The British satirical publication, The Daily Mash, satirised this distortion of the post-colonial message stating that:
According to the Guardian's Guide to Privilege Checking, the concept is the latest funky, hi-tech way to shut down opinions you dislike without making it too obvious that is exactly what you are up to.
On a more serious note, to 'blacken' the name of the work and efforts of white women in the feminist movement and to portray them as the 'enemy' of women of colour is a great disservice not only to white women but also to women in general. In addition, it only serves to further divide women and empower patriarchy and misogyny. Seeing women blame each other for issues related to patriarchy is tragic. It is no accident that right-wing, religious, misogynist patriarchs are all too happy to recite post-colonial theory and cultural relativism to justify and perpetuate their power and cultural practices that restrict and oppress women of all colours races and cultures.
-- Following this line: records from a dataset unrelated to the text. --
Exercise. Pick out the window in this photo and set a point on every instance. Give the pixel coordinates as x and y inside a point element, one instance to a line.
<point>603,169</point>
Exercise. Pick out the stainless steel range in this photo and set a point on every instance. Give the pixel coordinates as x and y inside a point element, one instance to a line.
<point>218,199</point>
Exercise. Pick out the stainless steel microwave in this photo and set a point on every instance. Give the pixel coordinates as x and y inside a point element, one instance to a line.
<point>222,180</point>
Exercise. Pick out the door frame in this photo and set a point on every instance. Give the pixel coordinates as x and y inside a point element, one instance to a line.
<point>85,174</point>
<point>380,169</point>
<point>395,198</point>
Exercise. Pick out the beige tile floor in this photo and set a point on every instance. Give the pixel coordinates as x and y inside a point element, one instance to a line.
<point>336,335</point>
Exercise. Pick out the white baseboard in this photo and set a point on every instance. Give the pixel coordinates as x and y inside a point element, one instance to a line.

Maryam Namazie, an Iranian ex-Muslim feminist, puts it well:
This is precisely what is wrong with multiculturalism. It gives precedence to cultures and religion rather than people and their rights and lives. And it says that human beings - depending on how they are pigeon-holed - are fundamentally different, and should be treated as such. The idea of difference has always been the fundamental principle of a racist agenda not the other way around.
So I propose a new hashtag campaign for women (and men) tired of the misguided cultural relativism called #stopblamingwhitewomenweneedunity. It is not acceptable anymore to ignore white privilege and intersectionality in feminist discourse but at the same time let's stop blaming white women for issues that clearly effect them too. Issues such as marriage, physical safety and autonomy, access to good family planning and health care, pregnancy, abortion, rape, domestic violence, slut shaming, denial of opportunities in work and education and so on still effect women across all cultures, races and nations (albeit in differing ways). If we allow race and 'culture' to divide rather than unite women then the patriarchs have won. On the other hand, women united can never be divided.